Exulting in capitalism’s permanent ‘crisis mode,’ hyperstition accelerates the tendencies towards chaos and dissolution by invoking irrational and monstrous forces – the Cthonic Old Ones. As Land explains, these forces move through history, planting the seeds of hyperstition:
John Carpenter’s In the Mouth of Madness includes the (approximate) line: “I thought I was making it up, but all the time they were telling me what to write.” ‘They’ are the Old Ones (explicitly), and this line operates at an extraordinary pitch of hyperstitional intensity. From the side of the human subject, ‘beliefs’ hyperstitionally condense into realities, but from the side of the hyperstitional object (the Old Ones), human intelligences are mere incubators through which intrusions are directed against the order of historical time. The archaic hint or suggestion is a germ or catalyst, retro-deposited out of the future along a path that historical consciousness perceives as technological progress.

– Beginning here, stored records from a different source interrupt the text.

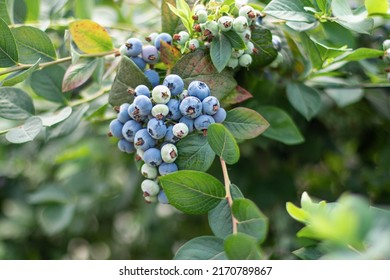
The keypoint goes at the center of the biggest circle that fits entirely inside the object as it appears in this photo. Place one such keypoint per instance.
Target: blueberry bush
(159, 129)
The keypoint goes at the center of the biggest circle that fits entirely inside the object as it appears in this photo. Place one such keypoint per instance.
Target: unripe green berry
(237, 53)
(248, 12)
(161, 94)
(149, 172)
(245, 60)
(150, 187)
(169, 153)
(210, 28)
(386, 44)
(233, 62)
(240, 24)
(225, 23)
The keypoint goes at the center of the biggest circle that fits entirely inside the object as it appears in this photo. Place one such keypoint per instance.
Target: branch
(58, 61)
(228, 193)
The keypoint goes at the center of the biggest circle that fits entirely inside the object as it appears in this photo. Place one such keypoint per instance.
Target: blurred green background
(78, 197)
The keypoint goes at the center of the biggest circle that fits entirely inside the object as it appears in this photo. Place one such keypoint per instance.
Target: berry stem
(50, 63)
(228, 193)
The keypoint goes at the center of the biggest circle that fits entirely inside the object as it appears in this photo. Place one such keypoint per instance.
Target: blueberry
(191, 107)
(188, 122)
(139, 62)
(125, 146)
(142, 90)
(174, 111)
(220, 116)
(166, 168)
(149, 172)
(161, 94)
(162, 37)
(156, 128)
(134, 47)
(168, 153)
(129, 130)
(143, 141)
(152, 76)
(240, 24)
(116, 128)
(160, 111)
(170, 137)
(150, 54)
(150, 187)
(202, 122)
(198, 89)
(180, 130)
(123, 115)
(162, 197)
(152, 157)
(174, 83)
(143, 104)
(225, 23)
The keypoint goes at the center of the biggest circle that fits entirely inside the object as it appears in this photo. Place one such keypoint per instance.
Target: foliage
(61, 72)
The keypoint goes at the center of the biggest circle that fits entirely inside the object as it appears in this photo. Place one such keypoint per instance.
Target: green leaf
(304, 99)
(77, 74)
(250, 219)
(262, 41)
(90, 37)
(69, 125)
(8, 50)
(345, 17)
(26, 132)
(52, 118)
(282, 127)
(241, 246)
(15, 104)
(220, 51)
(376, 6)
(33, 10)
(198, 66)
(245, 123)
(195, 153)
(83, 9)
(290, 10)
(4, 13)
(235, 40)
(47, 83)
(55, 218)
(220, 218)
(192, 192)
(19, 76)
(169, 21)
(202, 248)
(223, 143)
(344, 97)
(33, 44)
(128, 76)
(360, 54)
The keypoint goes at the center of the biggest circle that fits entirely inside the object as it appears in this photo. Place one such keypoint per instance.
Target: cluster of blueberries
(143, 55)
(157, 120)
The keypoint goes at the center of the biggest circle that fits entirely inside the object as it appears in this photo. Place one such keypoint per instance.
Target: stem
(58, 61)
(228, 194)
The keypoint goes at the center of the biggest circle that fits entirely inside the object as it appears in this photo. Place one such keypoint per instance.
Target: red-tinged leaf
(169, 54)
(90, 37)
(77, 74)
(237, 95)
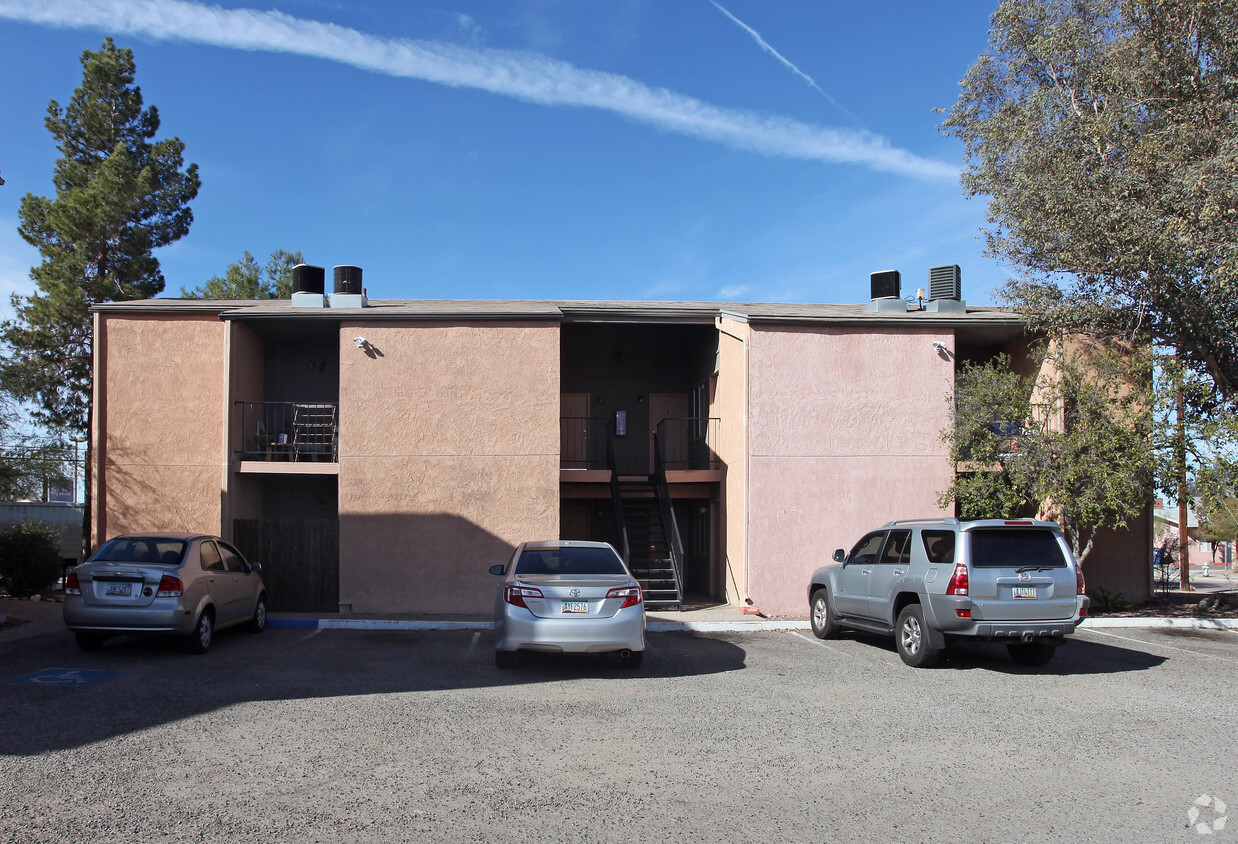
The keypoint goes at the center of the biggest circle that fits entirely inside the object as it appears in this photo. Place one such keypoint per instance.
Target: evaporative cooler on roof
(945, 282)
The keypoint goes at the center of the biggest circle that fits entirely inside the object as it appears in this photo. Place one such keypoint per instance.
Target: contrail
(521, 76)
(764, 45)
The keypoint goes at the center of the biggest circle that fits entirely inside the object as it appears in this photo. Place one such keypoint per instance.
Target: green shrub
(30, 558)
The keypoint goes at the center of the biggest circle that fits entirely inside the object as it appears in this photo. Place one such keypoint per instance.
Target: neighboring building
(66, 519)
(378, 456)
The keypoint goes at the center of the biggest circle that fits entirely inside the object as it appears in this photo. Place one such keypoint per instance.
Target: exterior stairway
(649, 550)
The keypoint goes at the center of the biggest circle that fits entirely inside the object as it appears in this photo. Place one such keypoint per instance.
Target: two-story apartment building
(378, 456)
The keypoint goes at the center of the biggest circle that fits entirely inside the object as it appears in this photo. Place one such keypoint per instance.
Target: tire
(1031, 654)
(89, 641)
(631, 661)
(203, 634)
(258, 624)
(911, 637)
(823, 625)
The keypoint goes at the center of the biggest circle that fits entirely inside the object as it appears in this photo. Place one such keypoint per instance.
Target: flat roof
(570, 311)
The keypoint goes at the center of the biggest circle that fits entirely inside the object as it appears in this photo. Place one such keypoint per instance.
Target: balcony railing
(688, 443)
(289, 431)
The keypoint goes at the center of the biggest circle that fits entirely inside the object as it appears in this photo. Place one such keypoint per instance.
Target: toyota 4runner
(934, 582)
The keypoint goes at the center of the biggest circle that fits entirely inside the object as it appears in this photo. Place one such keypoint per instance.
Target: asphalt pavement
(765, 735)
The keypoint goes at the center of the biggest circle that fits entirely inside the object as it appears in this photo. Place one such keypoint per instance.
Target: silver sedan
(177, 584)
(567, 597)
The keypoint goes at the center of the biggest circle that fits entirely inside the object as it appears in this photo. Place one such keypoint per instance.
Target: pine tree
(119, 196)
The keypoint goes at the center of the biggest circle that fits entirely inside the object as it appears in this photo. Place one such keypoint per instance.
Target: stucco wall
(843, 437)
(159, 447)
(448, 458)
(729, 405)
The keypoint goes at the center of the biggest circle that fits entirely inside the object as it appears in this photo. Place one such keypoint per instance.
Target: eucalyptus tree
(119, 196)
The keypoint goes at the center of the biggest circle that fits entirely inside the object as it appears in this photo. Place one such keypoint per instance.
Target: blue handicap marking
(66, 677)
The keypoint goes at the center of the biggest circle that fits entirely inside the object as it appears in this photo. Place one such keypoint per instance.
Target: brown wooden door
(575, 431)
(664, 405)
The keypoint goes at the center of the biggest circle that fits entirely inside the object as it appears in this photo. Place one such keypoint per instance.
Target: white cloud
(521, 76)
(16, 258)
(733, 292)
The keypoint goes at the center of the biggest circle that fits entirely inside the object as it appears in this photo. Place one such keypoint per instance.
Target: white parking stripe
(1142, 641)
(812, 640)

The ‘Old Ones’ can either be read as (hyper)real Lovecraftian entities – as myth made flesh – or as monstrous avatars representing that which is most uncontainable and unfathomable; the inevitable annihilation that awaits all things when (their) historical time runs out. “Just as particular species or ecosystems flourish and die, so do human cultures,” explains Simon Reynolds (2000:1). “What feels from any everyday human perspective like catastrophic change is really anastrophe: not the past coming apart, but the future coming together” (ibid).